You see, Dan thinks that the advances of the 21st century are what they are – and that ‘are’ is not a universal good. Social media splits us up into camps when we are really much more alike and in agreement than we might thing. Having our face buried in a screen burns out adults and stunts kids. It shortens our attention spans. His solution, in part, is the book. 

 

Books, after all, demand more than just the cost of a novel (a paltry $19.99 for The Whale and the Kraken and even less for It Was What It Was, his reflections on serving as a company commander in Iraq. They demand a time investment on top of that. In return, they give us a return on investment – just not always an immediately quantifiable one that we can put on a KPI sheet and proudly present to our bosses while we ask for a COLA. The return is more qualitative and infinitely more important.

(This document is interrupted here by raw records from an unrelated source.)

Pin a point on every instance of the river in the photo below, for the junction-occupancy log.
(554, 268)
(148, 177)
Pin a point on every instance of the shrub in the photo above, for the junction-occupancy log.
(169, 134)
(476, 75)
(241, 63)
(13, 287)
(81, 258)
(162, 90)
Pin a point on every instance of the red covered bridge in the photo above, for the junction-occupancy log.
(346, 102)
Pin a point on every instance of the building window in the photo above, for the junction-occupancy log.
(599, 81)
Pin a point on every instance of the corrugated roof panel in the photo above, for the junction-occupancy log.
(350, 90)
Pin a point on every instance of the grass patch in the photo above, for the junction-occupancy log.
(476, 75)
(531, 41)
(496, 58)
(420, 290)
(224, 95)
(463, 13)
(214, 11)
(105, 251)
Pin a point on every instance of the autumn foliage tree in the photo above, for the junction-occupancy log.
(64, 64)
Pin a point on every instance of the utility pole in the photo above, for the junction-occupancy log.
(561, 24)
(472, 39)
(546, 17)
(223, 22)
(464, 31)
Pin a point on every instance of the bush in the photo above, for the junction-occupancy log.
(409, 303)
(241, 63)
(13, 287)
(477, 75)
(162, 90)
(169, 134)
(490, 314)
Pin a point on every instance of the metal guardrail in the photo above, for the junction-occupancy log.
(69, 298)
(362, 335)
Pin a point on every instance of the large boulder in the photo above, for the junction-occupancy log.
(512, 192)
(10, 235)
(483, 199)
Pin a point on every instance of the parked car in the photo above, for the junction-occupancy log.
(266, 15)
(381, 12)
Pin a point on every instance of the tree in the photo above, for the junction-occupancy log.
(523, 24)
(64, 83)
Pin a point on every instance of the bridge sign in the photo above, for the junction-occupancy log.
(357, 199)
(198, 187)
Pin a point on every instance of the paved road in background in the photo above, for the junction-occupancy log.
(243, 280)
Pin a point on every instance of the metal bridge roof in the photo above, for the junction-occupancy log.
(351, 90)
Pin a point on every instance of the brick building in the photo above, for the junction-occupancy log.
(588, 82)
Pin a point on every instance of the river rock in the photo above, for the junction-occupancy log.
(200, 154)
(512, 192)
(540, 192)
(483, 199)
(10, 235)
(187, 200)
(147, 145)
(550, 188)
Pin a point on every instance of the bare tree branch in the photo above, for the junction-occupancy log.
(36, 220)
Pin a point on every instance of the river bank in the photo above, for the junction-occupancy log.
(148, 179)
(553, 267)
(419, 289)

It’s in the way we can learn better ways to live, in the empathy we can build for others who have experiences we don’t. It comes in not making the same mistakes others have made – and still benefiting from learned experience.

 

Books and the conversations (or arguments) they create have that value in Pace’s opinion. They “allow people to hammer out ideas and to work through things in a way that a text message or an exchange of digital communication can’t.”

 

He points to the scrupulously managed calendars of military general officers – managed in five-minute blocks. The inability to spend dedicated time on issues, as we do when we read books, forces us into a feedback loop where we’re forced to move from fire to fire instead of making substantive change in the things we can control. “At what point do you, as somebody with 40 years of service and experience, have the ability to apply the judgment that you could bring to the table if you were just able to chew on ‘what are we doing in Ukraine?’ How should we handle that,” Pace explains. Instead, he argues, our culture programs us to “sound bite it [and regurgitate it] for 500 meetings over six days.”

 

He says we were better managed during the height of World War II, when General George Catlett Marshall, one of the greatest officers in American history, took a daily ride near Washington, D.C., on horseback. 

 

“You think, well, probably during that horse ride is when he was chewing some of the bigger decisions, like, ‘should we invade Fortress Europe?’ he argues, “I feel like we totally cheat people out of that ability anymore. Who has time to do anything but respond? If you ask me a question, I have no time to think about it. You’ll get my answer. Is it a good one? I don’t know. Maybe the answer that I gave you all you’re gonna get now, I have to move on.”

 

He hopes that when people invest their time and money with him in his books – whether they are kids’ stories or his memoirs of life at war – they get some of the same things. “You know, with the world that makes people want to kind of read more and investigate more. I want the experiences in Iraq and Afghanistan… I want people to be able to live and understand what it was like to be there. I want them to be able to just see it and breathe it. And it’s the same with kids’ stories.”